Notwithstanding our conclusion that the concept of summary disposition is valid, we must nevertheless hold the panel's determination of the merits of this case was improper for failure to strictly comply with the basic requirements for such disposition. Above all institutions, courts must be ever vigilant in the exercise of authority. As the bastion toward which people turn for ultimate justice, a court ill serves its duty by anything less than scrupulous adherence to the limitations of its own jurisdiction. In this case, the panel neglected the strictures on its authority and proceeded improvidently by reaching the merits of the appeal in the absence of a record on appeal.

16

It makes no difference here that the documents and transcripts upon which summary disposition was based were records that would be essential to any considered determination on the merits. Rule 9.5.9. mandates that summary review will be predicated on a full record on appeal, and the record before the panel does not fit that definition. Counsel and litigants are entitled to rely upon the notion that this court will precisely follow its own rules in every case before it. The fact it did not do so in this instance dictates but one result.

17

Mr.

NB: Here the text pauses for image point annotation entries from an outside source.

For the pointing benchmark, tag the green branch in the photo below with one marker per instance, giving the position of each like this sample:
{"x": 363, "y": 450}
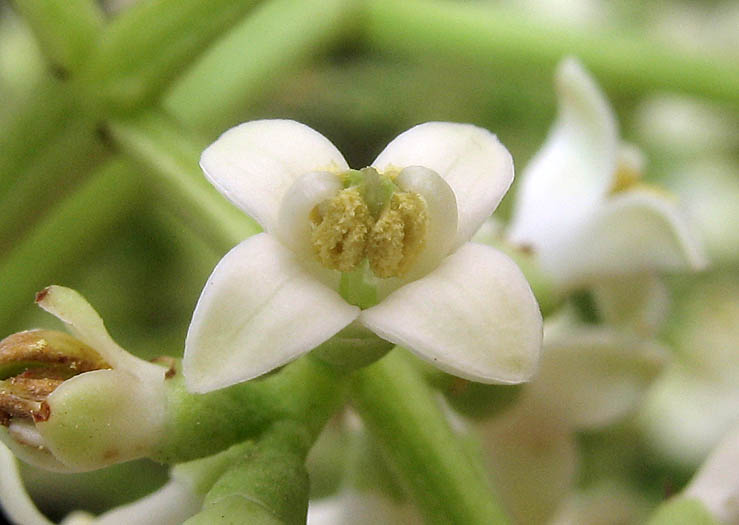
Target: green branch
{"x": 441, "y": 476}
{"x": 306, "y": 392}
{"x": 489, "y": 37}
{"x": 65, "y": 29}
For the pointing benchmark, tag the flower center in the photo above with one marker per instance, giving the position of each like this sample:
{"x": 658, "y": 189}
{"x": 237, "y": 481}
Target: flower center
{"x": 371, "y": 218}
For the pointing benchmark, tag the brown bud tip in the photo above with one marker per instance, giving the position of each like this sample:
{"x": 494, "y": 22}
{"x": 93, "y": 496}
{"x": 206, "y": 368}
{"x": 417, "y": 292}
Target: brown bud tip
{"x": 40, "y": 295}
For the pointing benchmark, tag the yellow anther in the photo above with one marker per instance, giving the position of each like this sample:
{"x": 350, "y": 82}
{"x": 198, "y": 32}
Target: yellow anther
{"x": 340, "y": 229}
{"x": 398, "y": 236}
{"x": 625, "y": 178}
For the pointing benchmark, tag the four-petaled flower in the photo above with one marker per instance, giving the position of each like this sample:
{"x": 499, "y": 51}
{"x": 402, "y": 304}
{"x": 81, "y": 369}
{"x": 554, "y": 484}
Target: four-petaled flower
{"x": 385, "y": 248}
{"x": 581, "y": 207}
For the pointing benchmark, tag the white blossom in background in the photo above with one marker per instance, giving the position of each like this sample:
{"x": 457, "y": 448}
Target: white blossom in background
{"x": 589, "y": 377}
{"x": 581, "y": 207}
{"x": 462, "y": 306}
{"x": 716, "y": 484}
{"x": 696, "y": 400}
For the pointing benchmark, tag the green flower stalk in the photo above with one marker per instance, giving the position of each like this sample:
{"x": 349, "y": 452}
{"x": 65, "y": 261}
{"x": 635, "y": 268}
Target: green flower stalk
{"x": 77, "y": 403}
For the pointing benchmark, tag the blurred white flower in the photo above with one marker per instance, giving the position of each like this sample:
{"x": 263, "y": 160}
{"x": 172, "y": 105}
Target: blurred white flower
{"x": 589, "y": 377}
{"x": 581, "y": 207}
{"x": 170, "y": 505}
{"x": 391, "y": 238}
{"x": 716, "y": 484}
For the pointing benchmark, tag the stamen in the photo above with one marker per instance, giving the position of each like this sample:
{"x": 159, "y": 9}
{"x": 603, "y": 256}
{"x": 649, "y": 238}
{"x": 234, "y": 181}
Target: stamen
{"x": 340, "y": 228}
{"x": 398, "y": 236}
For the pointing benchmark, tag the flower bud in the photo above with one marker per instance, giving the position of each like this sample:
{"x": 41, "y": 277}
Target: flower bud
{"x": 76, "y": 403}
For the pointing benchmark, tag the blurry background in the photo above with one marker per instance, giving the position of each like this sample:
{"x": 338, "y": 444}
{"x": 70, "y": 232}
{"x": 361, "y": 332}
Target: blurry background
{"x": 141, "y": 256}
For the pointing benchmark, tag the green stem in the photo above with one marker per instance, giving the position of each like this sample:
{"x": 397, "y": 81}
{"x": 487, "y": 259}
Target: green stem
{"x": 441, "y": 476}
{"x": 268, "y": 485}
{"x": 171, "y": 158}
{"x": 62, "y": 163}
{"x": 306, "y": 392}
{"x": 147, "y": 45}
{"x": 489, "y": 37}
{"x": 33, "y": 123}
{"x": 274, "y": 39}
{"x": 65, "y": 29}
{"x": 65, "y": 235}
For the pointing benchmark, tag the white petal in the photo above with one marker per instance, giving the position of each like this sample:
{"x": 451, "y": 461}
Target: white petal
{"x": 15, "y": 501}
{"x": 259, "y": 309}
{"x": 595, "y": 376}
{"x": 473, "y": 316}
{"x": 255, "y": 163}
{"x": 635, "y": 232}
{"x": 534, "y": 456}
{"x": 471, "y": 160}
{"x": 635, "y": 302}
{"x": 574, "y": 169}
{"x": 85, "y": 324}
{"x": 717, "y": 482}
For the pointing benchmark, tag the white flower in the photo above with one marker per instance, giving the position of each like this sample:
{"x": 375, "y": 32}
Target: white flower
{"x": 171, "y": 504}
{"x": 580, "y": 207}
{"x": 462, "y": 306}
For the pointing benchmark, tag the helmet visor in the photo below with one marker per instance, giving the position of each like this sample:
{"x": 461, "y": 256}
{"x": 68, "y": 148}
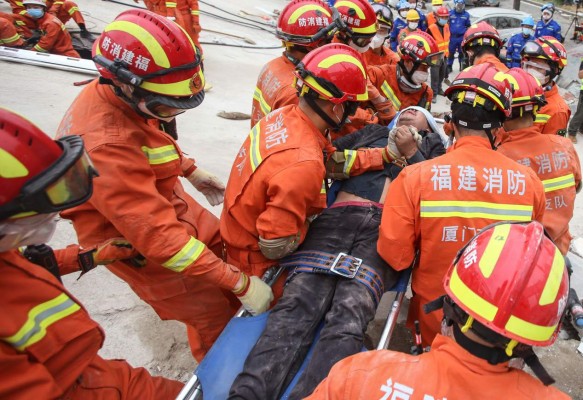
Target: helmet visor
{"x": 434, "y": 59}
{"x": 65, "y": 184}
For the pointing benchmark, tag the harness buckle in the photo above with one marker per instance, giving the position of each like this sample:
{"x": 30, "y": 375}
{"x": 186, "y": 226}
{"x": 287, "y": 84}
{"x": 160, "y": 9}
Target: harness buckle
{"x": 339, "y": 266}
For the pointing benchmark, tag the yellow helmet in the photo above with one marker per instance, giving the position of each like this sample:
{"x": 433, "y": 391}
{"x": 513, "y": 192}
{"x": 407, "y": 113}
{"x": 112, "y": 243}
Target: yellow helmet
{"x": 412, "y": 15}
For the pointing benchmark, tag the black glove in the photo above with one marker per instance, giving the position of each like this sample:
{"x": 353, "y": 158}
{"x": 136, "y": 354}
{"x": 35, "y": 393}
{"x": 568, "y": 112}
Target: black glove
{"x": 34, "y": 39}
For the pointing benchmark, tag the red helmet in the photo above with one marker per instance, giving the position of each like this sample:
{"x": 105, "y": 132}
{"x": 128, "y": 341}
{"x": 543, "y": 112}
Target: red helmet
{"x": 151, "y": 52}
{"x": 528, "y": 94}
{"x": 481, "y": 34}
{"x": 38, "y": 174}
{"x": 482, "y": 86}
{"x": 442, "y": 12}
{"x": 300, "y": 20}
{"x": 420, "y": 47}
{"x": 335, "y": 71}
{"x": 359, "y": 17}
{"x": 512, "y": 279}
{"x": 547, "y": 48}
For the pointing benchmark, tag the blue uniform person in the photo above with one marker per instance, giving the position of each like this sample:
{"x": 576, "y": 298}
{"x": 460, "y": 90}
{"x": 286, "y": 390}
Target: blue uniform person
{"x": 459, "y": 22}
{"x": 547, "y": 26}
{"x": 400, "y": 23}
{"x": 517, "y": 42}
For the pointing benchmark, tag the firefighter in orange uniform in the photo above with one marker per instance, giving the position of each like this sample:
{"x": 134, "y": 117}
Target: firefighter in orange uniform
{"x": 439, "y": 31}
{"x": 404, "y": 84}
{"x": 361, "y": 26}
{"x": 277, "y": 180}
{"x": 554, "y": 158}
{"x": 126, "y": 119}
{"x": 545, "y": 58}
{"x": 48, "y": 342}
{"x": 8, "y": 35}
{"x": 379, "y": 53}
{"x": 482, "y": 44}
{"x": 275, "y": 82}
{"x": 516, "y": 311}
{"x": 65, "y": 10}
{"x": 436, "y": 206}
{"x": 55, "y": 38}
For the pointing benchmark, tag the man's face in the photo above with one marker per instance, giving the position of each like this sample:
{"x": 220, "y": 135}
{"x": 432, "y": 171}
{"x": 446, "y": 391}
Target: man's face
{"x": 413, "y": 118}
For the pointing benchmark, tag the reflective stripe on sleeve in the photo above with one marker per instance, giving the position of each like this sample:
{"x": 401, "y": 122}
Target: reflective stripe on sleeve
{"x": 39, "y": 319}
{"x": 160, "y": 155}
{"x": 186, "y": 256}
{"x": 254, "y": 149}
{"x": 560, "y": 182}
{"x": 476, "y": 209}
{"x": 258, "y": 95}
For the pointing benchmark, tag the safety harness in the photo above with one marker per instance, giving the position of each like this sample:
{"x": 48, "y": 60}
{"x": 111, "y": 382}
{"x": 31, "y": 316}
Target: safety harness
{"x": 341, "y": 265}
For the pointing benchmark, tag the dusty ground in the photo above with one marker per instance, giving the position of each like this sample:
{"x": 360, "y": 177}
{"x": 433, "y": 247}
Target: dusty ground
{"x": 133, "y": 331}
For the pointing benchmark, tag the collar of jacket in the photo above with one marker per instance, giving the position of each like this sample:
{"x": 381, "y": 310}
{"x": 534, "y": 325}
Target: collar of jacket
{"x": 447, "y": 347}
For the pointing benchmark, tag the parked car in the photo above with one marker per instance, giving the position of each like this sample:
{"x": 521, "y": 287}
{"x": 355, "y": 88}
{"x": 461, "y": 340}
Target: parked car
{"x": 506, "y": 21}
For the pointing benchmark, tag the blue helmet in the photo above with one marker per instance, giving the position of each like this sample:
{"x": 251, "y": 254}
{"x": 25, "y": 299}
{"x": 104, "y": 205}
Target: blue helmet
{"x": 548, "y": 6}
{"x": 529, "y": 21}
{"x": 403, "y": 5}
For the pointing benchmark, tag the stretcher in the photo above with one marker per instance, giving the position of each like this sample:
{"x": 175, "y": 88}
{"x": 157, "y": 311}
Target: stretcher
{"x": 225, "y": 360}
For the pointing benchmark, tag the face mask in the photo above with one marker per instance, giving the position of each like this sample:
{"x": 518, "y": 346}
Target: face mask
{"x": 37, "y": 229}
{"x": 358, "y": 48}
{"x": 538, "y": 75}
{"x": 35, "y": 13}
{"x": 419, "y": 76}
{"x": 377, "y": 41}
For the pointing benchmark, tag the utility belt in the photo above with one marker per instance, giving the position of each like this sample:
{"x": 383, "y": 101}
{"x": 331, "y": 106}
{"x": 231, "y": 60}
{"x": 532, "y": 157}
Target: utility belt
{"x": 340, "y": 264}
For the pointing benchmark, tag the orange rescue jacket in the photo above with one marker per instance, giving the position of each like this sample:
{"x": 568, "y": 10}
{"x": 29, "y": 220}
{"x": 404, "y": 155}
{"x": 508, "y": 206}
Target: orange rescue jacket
{"x": 384, "y": 77}
{"x": 447, "y": 371}
{"x": 138, "y": 195}
{"x": 557, "y": 165}
{"x": 442, "y": 39}
{"x": 65, "y": 10}
{"x": 274, "y": 88}
{"x": 438, "y": 205}
{"x": 553, "y": 118}
{"x": 49, "y": 344}
{"x": 276, "y": 183}
{"x": 387, "y": 56}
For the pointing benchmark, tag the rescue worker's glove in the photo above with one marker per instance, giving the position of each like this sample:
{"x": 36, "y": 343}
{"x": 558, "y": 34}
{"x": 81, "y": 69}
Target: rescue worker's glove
{"x": 209, "y": 185}
{"x": 335, "y": 166}
{"x": 34, "y": 39}
{"x": 274, "y": 249}
{"x": 254, "y": 294}
{"x": 385, "y": 109}
{"x": 84, "y": 32}
{"x": 105, "y": 253}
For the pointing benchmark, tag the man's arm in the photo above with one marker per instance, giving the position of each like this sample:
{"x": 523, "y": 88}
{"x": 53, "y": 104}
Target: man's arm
{"x": 397, "y": 233}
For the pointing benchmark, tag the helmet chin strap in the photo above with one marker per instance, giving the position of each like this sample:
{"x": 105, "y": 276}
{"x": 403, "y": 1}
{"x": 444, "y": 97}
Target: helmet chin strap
{"x": 405, "y": 78}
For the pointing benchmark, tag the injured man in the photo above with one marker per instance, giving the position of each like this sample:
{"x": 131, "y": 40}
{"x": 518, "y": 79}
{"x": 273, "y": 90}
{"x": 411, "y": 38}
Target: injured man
{"x": 336, "y": 275}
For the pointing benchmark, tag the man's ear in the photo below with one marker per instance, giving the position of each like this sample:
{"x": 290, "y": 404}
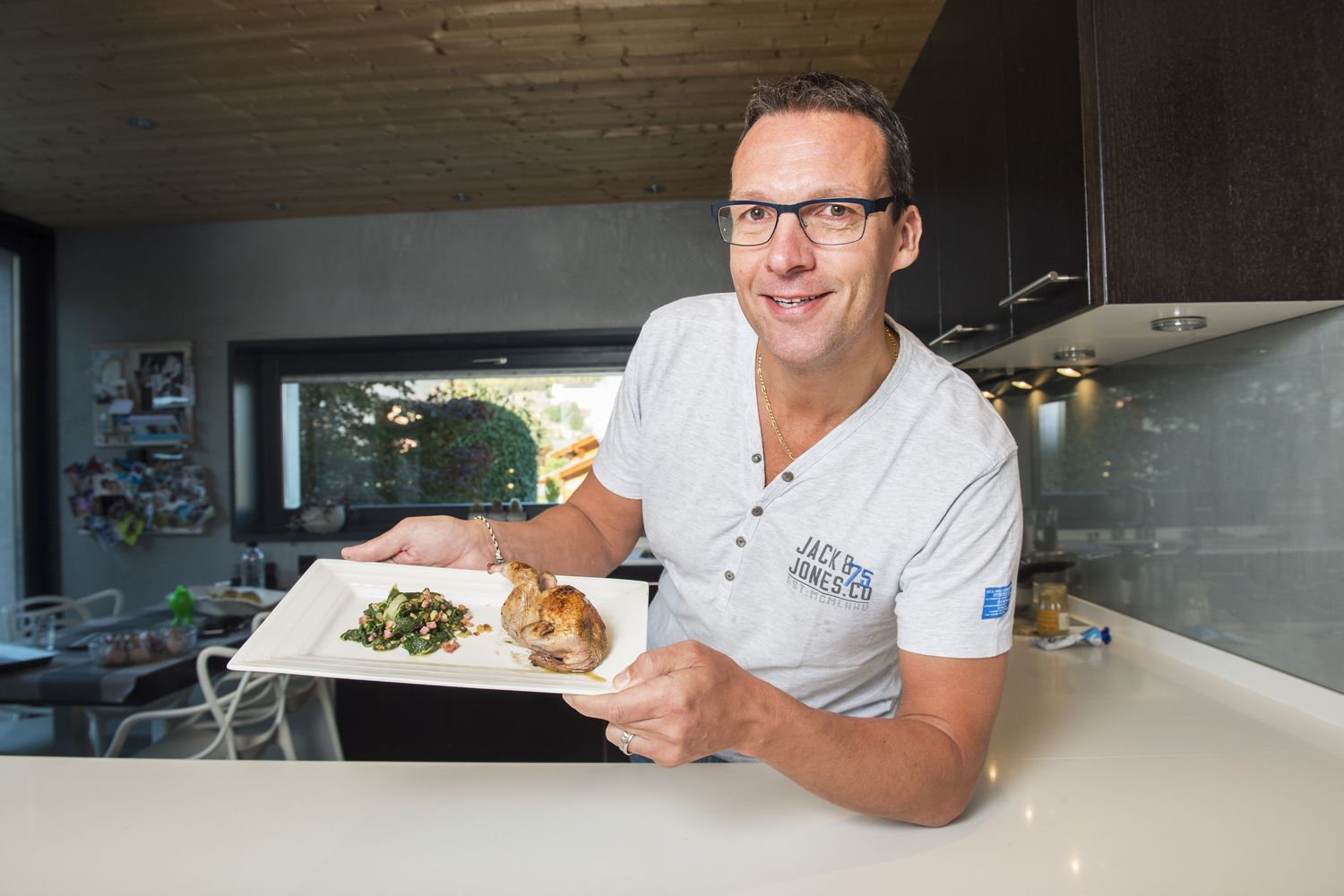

Stemm also contends that summary treatment denied him the opportunity to fully brief the merits of the appeal. We recognize the importance such briefing has to the proper resolution of any appeal, and application of Rule 9.5.9. should not work a trivialization of that importance. Whether Mr. Stemm's briefing of the merits in this instance actually suffered because of the summary treatment by the panel is problematic. Nonetheless, our action here moots the issue.

18

The granting of rehearing en banc having automatically vacated the order and judgment of the panel by operation of Tenth Circuit Rule 35.5., this case will now be returned to the calendar for full briefing and determination on the merits.